Furthermore, the Sandhills was greatly influenced by northern outsiders, as well as money. Prior to the “invasion,” “The Sandhills was used to a classic way of life; priorities were to go to the feed store, the drug store, and the bank — a farmer’s life.” That soon changed to a more relaxed lifestyle entailing golfing and horseback riding. The area was manipulated to say the least. While it is still considered a southern town, it varies from what we typically know as “Southern.” “In comparison to other small southern towns, Sarah, the Sandhills has character unlike most others; this area is more of a vacation location with seldom, old, southern charm. If this is the ‘Southern’ one is used to, then it may not be outrageous to consider it just as equally southern.”

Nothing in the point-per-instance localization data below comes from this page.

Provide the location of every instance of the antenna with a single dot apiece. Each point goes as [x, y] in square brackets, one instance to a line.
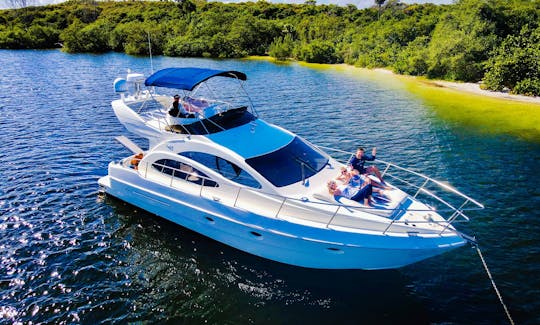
[150, 51]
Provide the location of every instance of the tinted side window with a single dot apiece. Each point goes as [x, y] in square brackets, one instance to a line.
[183, 171]
[224, 167]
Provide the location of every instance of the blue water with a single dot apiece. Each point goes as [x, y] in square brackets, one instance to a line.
[69, 255]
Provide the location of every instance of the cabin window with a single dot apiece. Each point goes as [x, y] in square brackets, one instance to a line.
[293, 163]
[183, 171]
[224, 167]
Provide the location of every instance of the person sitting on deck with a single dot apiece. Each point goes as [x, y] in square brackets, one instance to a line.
[135, 160]
[359, 159]
[361, 194]
[178, 110]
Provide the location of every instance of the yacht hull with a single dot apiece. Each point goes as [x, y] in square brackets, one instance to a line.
[275, 239]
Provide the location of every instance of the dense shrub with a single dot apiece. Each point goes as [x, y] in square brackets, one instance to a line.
[515, 64]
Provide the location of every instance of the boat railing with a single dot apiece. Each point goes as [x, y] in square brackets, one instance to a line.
[323, 213]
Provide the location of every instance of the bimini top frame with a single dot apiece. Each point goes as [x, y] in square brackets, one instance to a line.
[188, 78]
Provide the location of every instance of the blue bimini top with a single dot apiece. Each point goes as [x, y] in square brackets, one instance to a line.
[188, 78]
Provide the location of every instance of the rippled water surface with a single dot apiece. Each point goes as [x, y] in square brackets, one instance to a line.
[69, 255]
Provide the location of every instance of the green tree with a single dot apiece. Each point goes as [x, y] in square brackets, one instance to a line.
[461, 42]
[515, 64]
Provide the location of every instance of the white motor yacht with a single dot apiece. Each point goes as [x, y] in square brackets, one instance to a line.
[220, 170]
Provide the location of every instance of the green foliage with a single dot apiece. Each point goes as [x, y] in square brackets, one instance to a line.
[318, 52]
[461, 42]
[282, 47]
[469, 40]
[515, 64]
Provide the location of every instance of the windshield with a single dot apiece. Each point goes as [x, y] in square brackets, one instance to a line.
[293, 163]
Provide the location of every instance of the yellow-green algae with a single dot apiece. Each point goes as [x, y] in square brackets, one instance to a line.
[482, 113]
[485, 114]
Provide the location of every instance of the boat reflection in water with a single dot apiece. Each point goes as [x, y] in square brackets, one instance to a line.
[218, 169]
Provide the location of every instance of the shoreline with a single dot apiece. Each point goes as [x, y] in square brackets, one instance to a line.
[462, 87]
[465, 87]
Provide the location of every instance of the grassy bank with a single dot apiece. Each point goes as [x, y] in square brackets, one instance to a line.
[480, 112]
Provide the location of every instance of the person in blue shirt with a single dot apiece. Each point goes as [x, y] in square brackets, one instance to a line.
[359, 159]
[361, 194]
[178, 110]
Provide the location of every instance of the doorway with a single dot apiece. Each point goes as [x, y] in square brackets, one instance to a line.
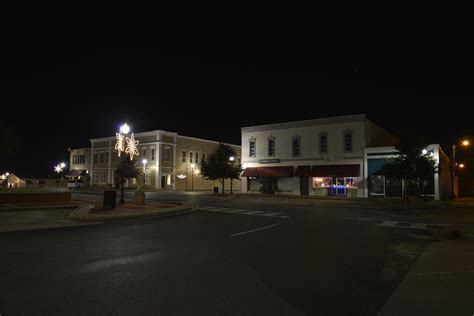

In doing this assignment, Ahmoo and I made fantastic connections to our pasts, and we learned that our two very different generations ultimately came a full circle. Perhaps, had it not been for the outside changes made to the Sandhills, she may not be living two doors down from the house she grew up in, which is next door to the house my dad built when I was a baby on his grandfather’s land. Although we might lack certain values or morals, she and I have many things in common, possibly an effect caused by the environment we grew up in, an old, originally southern town that was almost entirely revamped by outside entities. We shared lots of wonderful stories, and I learned how incomparable the Sandhills was to most usual towns of the South, and Ahmoo had a chance to revisit her past growing up in the most uncommon, un-southern, “Southern” town.



Works Cited

Bowman, Gay. Personal interview.13 Sep. 2012.



Note: Sarah Bowman, who is from Robbins, NC, is pursuing an associate's in arts degree at Sandhills Community College.